Chasuk chasuk at gmail.com
Tue Jun 30 23:44:59 PDT 2009


On Tue, Jun 30, 2009 at 21:42, Jo Campbell <philosopher.joe at gmail.com> wrote:

> Do you think we don't know that the law if gravity is true? It seems that your argument supports that claim too.

The law of gravity is testable by everyone who has ever lived. The
humans-caused-global- warming hypothesis isn't testable by anyone.  I
don't see how the two are comparable.

> Besides I never said we know That global warming is true. I just claimed that there was a consensus view among people in the know. Since it is an empirical xlaim it seems that the reasonable thing to believe what the scientists believe. That is my view.

I'll be honest, that is one of the most shocking admissions that I
ever ever read.  Scientists have no infallibility, on empirical claims
or otherwise.  They have been wrong before, and they will be wrong
again.  Having said that, I do tend to trust scientists over laypeople
concerning matters in their domain, but there is no absolute consensus
among scientists about many things, the cause(s) of global warming and
the reality (or not) of cold fusion being well-known examples.

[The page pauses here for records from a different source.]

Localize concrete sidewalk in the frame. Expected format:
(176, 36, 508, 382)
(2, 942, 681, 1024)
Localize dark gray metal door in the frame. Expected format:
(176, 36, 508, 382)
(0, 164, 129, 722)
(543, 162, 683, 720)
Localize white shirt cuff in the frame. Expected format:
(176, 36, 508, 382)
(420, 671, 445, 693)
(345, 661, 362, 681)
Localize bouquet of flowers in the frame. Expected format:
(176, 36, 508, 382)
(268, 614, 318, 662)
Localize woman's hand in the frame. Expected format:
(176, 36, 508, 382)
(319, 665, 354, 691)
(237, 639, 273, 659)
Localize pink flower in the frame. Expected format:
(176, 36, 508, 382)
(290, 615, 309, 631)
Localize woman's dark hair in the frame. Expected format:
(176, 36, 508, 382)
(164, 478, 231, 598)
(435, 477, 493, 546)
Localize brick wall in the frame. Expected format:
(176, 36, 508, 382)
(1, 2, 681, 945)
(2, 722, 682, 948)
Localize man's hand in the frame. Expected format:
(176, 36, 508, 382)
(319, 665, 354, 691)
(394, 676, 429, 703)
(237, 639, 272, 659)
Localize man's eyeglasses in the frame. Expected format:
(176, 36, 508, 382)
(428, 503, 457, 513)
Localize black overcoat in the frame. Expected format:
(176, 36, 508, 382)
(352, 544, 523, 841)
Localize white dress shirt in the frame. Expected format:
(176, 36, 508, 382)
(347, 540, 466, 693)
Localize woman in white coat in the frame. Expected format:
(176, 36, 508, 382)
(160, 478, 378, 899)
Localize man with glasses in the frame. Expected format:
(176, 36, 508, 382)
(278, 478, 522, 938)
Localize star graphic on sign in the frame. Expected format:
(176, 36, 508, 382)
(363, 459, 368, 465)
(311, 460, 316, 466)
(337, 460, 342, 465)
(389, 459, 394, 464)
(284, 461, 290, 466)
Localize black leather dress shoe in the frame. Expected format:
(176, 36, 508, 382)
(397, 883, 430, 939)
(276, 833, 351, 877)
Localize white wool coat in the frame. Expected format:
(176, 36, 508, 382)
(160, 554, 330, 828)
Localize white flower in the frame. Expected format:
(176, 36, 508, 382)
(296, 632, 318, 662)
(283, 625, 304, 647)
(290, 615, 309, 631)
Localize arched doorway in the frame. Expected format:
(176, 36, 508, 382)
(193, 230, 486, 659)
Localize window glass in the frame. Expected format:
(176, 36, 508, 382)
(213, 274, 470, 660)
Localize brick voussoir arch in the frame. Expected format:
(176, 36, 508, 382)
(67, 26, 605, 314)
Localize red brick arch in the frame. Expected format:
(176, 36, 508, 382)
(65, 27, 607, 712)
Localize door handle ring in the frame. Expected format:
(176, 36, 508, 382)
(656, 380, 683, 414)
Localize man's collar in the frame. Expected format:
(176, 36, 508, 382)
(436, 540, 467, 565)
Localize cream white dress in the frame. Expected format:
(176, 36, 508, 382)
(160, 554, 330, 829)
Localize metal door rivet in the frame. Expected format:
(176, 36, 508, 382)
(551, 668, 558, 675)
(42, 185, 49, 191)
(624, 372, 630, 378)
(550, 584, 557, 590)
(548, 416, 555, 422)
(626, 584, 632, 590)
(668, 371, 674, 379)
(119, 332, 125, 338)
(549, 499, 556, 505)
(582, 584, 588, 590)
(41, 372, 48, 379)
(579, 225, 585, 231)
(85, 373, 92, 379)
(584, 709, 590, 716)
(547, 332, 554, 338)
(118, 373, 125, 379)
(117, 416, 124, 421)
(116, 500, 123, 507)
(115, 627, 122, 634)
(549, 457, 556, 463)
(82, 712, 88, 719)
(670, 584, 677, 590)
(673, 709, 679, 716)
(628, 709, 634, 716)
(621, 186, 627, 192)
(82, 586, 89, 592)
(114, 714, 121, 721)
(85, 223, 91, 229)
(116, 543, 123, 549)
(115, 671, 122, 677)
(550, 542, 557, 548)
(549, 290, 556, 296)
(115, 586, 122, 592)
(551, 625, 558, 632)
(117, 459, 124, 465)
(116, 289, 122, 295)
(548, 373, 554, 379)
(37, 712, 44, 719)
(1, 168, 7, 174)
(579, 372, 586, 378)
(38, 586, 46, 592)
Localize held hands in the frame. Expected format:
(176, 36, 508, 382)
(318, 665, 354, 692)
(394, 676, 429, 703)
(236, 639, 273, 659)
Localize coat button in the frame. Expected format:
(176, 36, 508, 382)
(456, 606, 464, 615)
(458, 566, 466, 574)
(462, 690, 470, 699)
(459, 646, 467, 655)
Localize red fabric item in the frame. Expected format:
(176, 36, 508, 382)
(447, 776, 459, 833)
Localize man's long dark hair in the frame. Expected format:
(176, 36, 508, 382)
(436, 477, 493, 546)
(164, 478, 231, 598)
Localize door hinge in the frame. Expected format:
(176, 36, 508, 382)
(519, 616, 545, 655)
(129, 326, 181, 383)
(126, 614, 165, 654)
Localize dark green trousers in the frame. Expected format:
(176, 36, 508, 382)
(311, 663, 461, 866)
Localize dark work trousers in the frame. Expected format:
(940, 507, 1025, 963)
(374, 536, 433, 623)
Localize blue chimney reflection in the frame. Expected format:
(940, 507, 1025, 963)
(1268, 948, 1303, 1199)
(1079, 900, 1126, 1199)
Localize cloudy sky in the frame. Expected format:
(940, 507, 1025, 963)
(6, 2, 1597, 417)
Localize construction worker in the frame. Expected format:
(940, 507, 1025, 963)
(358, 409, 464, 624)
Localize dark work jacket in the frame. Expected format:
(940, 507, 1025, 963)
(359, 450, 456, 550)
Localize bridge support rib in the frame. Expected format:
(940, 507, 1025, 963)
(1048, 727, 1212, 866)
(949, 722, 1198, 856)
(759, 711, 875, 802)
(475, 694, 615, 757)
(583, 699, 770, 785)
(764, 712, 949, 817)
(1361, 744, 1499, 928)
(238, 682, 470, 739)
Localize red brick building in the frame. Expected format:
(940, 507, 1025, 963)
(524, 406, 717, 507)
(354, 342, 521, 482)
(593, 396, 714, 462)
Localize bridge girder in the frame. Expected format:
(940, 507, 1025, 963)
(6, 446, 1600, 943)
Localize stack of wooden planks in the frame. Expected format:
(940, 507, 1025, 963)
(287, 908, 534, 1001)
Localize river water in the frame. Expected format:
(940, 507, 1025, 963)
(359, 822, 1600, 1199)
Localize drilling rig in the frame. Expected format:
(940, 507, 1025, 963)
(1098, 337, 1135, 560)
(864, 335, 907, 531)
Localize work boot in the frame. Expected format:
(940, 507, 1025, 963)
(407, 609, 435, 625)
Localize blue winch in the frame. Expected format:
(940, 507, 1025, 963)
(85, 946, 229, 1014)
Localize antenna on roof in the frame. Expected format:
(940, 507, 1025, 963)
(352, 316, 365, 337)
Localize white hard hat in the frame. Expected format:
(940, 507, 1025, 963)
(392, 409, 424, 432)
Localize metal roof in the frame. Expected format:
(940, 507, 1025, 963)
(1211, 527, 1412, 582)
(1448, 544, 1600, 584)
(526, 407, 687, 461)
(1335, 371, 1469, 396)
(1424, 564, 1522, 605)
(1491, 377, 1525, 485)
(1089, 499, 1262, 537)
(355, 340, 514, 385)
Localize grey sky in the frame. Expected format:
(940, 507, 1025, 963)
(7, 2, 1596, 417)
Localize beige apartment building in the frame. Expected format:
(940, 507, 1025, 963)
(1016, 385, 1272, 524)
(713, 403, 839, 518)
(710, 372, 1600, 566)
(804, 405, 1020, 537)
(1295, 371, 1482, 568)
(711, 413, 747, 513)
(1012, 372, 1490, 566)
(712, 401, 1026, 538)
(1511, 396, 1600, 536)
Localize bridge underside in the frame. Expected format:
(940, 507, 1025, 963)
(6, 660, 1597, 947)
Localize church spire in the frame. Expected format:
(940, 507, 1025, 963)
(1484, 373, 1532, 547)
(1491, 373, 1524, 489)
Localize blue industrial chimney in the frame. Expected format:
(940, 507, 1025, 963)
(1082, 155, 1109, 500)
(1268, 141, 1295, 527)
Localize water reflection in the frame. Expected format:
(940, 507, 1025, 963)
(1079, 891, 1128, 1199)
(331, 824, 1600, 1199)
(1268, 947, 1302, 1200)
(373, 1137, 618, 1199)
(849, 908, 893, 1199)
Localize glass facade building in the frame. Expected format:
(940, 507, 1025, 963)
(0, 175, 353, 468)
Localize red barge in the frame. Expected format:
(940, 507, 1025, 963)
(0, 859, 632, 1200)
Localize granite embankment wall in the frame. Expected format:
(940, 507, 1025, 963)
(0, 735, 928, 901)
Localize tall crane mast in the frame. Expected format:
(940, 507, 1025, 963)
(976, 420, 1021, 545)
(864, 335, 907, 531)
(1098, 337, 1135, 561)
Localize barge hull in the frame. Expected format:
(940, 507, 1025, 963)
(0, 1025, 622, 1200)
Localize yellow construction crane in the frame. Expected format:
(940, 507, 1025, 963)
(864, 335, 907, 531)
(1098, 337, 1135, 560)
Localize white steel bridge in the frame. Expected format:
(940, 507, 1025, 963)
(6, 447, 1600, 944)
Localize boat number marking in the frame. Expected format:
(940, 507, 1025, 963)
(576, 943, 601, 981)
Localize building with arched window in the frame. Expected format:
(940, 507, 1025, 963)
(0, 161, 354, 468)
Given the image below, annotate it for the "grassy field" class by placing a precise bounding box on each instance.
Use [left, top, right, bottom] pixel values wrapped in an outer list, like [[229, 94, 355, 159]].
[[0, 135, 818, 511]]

> But that wasn't the point I made in my post to Crabtree anyway. My point was either the listing of scientists was supportive of tge view the endorse or not. If not, then Crabtree's agrgument is fallacious. If it is relevant, then the fact that more folks in the know accept global warming would be even more relevant. So I'm not sure what point Crabtree is supposed to be right about.

Consensus demonstrates nothing except that a lot of people agree.  I
understand this, I'm sure you understand it, and it is evident that
Gary does.  Having dispensed with consensus as possessing relevance to
the argument, Gary (and I) move on to the next claim, which is that
your scientists have impressive credentials.  My opposing scientists
also have impressive credentials - effectively rebutting your point.

This is almost as silly as debating abortion or creationism and
expecting resolution.  It is a pleasurable way to get the neurons
firing, but ultimately pointless.  Most of us pick sides that we are
not qualified to take, like couch potatoes watching a football game
that we are too fat or too old or otherwise too unfit to play.